Men undergoing plastic surgery also are different from women in other ways as well. They usually are not interested in complex procedures that involve any significant recovery, they are usually less compliant than women, their response and tolerance to pain is often more pronounced, and they often are more critical of the results. (or they are at least more vocal) Much of this has to do with the general greater impatience of men who want to get to the final result quickly…and usually more discretely. This is why smaller more subtle procedures for men are often better, even if the result is not as significant. Men get no accolades, and certainly little sympathy, in society for suffering through a plastic surgery recovery. Women, conversely, garner more empathy if they are suffering to look more ‘beautiful’. In fact, our society expects them to do so.
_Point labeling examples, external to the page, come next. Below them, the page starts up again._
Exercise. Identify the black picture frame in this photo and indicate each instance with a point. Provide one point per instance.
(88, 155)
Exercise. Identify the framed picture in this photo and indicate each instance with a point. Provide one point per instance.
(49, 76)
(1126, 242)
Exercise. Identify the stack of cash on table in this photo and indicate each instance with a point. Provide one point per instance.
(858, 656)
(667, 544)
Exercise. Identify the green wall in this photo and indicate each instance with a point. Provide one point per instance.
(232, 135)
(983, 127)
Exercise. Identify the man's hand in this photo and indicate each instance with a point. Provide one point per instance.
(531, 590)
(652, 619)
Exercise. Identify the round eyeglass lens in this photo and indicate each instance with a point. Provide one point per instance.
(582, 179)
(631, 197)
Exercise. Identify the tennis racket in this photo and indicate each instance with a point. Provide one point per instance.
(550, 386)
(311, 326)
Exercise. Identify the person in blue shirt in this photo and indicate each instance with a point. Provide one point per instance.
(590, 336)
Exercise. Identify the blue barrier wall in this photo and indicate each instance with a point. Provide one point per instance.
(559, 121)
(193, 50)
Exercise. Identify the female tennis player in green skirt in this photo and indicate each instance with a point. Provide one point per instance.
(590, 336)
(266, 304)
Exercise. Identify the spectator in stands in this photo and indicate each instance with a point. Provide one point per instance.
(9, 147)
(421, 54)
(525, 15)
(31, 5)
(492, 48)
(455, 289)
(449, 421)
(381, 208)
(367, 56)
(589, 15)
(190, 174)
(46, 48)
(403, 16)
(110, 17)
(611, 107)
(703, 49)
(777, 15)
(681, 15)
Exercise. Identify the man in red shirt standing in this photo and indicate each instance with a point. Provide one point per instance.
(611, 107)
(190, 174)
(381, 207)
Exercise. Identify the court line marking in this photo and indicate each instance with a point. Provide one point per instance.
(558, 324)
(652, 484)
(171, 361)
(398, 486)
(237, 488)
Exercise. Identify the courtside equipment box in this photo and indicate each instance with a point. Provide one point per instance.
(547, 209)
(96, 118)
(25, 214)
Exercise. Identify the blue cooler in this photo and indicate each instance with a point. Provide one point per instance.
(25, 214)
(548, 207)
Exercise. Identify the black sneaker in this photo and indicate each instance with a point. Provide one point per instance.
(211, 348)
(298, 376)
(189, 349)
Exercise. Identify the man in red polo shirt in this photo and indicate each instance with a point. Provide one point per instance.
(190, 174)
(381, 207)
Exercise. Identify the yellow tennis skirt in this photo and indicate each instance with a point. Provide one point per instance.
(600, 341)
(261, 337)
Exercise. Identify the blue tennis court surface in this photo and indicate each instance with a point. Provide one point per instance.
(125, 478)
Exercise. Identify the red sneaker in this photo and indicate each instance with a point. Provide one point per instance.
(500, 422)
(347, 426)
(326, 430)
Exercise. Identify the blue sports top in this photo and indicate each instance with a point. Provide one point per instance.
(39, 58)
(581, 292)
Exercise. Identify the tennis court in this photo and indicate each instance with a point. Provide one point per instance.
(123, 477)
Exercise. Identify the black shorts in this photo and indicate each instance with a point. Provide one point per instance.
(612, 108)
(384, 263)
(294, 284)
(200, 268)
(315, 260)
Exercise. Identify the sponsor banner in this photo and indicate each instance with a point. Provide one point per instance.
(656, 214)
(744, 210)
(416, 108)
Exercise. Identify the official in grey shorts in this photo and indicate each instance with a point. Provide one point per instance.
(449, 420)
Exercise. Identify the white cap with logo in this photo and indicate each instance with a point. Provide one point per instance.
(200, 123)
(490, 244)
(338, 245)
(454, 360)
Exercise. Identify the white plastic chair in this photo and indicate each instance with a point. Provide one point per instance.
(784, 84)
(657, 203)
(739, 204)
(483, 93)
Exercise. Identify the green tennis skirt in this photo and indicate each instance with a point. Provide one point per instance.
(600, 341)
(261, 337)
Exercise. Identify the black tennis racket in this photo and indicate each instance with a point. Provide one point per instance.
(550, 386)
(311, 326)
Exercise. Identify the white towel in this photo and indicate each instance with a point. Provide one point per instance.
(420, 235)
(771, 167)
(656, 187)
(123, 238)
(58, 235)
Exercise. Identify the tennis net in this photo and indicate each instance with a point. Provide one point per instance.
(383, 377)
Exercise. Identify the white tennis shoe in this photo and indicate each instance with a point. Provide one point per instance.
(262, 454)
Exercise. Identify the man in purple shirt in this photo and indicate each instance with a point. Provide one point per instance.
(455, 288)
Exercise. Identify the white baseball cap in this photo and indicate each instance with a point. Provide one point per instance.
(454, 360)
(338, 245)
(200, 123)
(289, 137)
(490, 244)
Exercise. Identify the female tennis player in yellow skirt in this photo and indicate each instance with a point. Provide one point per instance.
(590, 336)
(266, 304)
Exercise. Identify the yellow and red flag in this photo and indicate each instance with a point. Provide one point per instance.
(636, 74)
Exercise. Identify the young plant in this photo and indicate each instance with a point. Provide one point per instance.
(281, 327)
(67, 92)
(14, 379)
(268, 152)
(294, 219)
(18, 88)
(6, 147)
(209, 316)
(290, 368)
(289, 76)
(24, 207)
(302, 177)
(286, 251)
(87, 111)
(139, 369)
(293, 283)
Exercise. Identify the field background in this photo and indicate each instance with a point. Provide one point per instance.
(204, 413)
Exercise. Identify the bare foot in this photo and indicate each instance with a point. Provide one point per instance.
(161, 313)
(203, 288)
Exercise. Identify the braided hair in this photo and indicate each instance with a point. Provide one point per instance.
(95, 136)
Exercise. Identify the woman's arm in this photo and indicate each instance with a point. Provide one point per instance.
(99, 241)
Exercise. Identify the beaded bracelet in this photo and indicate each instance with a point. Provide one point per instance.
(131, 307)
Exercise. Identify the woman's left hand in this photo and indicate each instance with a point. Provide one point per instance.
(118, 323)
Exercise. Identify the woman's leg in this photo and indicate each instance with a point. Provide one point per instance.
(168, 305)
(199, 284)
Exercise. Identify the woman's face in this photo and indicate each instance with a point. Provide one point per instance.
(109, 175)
The handling of the male plastic surgery patient, I have found, is quite different from a female patient. And not all plastic surgeons can work well with men. They often require more time and patience than most female patients. And the demands of the younger male patient are higher than that of an older man. The young ‘narcisistic’ male patient can be the most demanding and the most likely to require revisional surgery to achieve a their satisfactory result.